Speaking of the depth of corruption, this low-ranking officer owns a Rolls-Royce

By THE STAR | 21 November 2020

PUTRAJAYA: Graft busters could not believe their eyes in their investigation into an immigration syndicate offering “special services” – a fleet of luxury cars comprising a Rolls-Royce Phantom, Mustang, Range Rover and an Audi.

Not bad for an Immigration officer in the KP19 grade, where the salary range is only RM1,360 to RM4,052, not including allowances.

The four cars were seized, adding to an overall haul that included more than RM800,000 in cash, 22 other luxury cars, four high-powered motorcycles, as well as other assets such as houses, plots of land, jewellery and designer handbags.

Living within your means is sound advice for anyone, but perhaps more so if you’re going to run foul of the law.

The seizures came as part of a nationwide blitz codenamed “Ops Selat”, which has also seen the arrest of 50 people involved in the syndicate: 28 Immigration Department officers, 17 foreign worker agents and five others.

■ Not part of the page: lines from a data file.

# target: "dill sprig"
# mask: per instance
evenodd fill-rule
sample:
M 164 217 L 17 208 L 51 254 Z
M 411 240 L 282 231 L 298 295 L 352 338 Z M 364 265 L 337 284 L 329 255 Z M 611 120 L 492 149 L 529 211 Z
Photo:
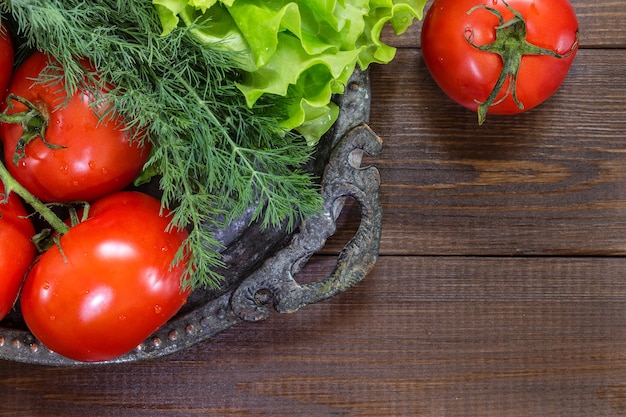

The latest arrest yesterday involved an Immigration officer and three foreign worker agents who have been remanded for six days.

The syndicate providing “stamping facilities” to foreign workers and illegal immigrants is believed to be involved in international human trafficking, particularly in China, Vietnam, Indonesia and Bangladesh.

This was discovered during investigations into the syndicate which found that foreign agents had been working with Immigration officers at Kuala Lumpur International Airport and KLIA2 to help foreigners enter and leave Malaysia.

Sources close to the Malaysian Anti-Corruption Commission said investigators were shocked to discover that a low-ranking Immigration officer possessed a fleet of luxury cars.

Two of the four suspects remanded at the Shah Alam magistrate's court.
Two of the four suspects remanded at the Shah Alam magistrate's court.

It was found that the setting up of the entire process and also special Immigration counters at KLIA and KLIA2 involved international syndicates and local agents.

“Visitors who have been blacklisted but want to enter Malaysia will be assisted by agents overseas who will provide their Malaysian counterparts with the visitors’ details.

“The local agents will then contact Immigration officers at KLIA and KLIA2 to ‘set up’ counters to facilitate the foreigners’ entry, ” a source told The Star.

A similar process was carried out when a foreigner – who has either been blacklisted, has a visit pass that has expired or possesses a fake passport – wanted to leave the country.

“We found out that the luxury cars were registered under two Chinese nationals believed to be foreign workers’ agents operating here, as well as under the names of two local agents, ” said the source.

The syndicate, whose services were in high demand since the movement control order was imposed in March, is believed to have provided the “flying passport” services where agents would collect passports belonging to foreign workers and illegal immigrants whose social visit passes had expired.

The passports would then be given Immigration exit and entry stamps by the syndicate to allow the permits to be extended, which is a violation of procedure as the owner of a travel document must be present during the Immigration process.It is believed that the syndicate charges between RM500 and RM6,000 for “counter” facilities.

The syndicate, which has been in operation since 2017, is believed to have raked in RM14.5mil.

Intelligence revealed that the syndicate had provided their “flying passport” and “counter services” to at least 30,000 foreign workers and illegal immigrants.

MACC investigations director Datuk Norazlan Mohd Razali confirmed the arrests, saying that the suspects were being investigated under the MACC Act and the Anti-Money Laundering, Anti-Terrorism Financing and Proceeds of Unlawful Activities Act.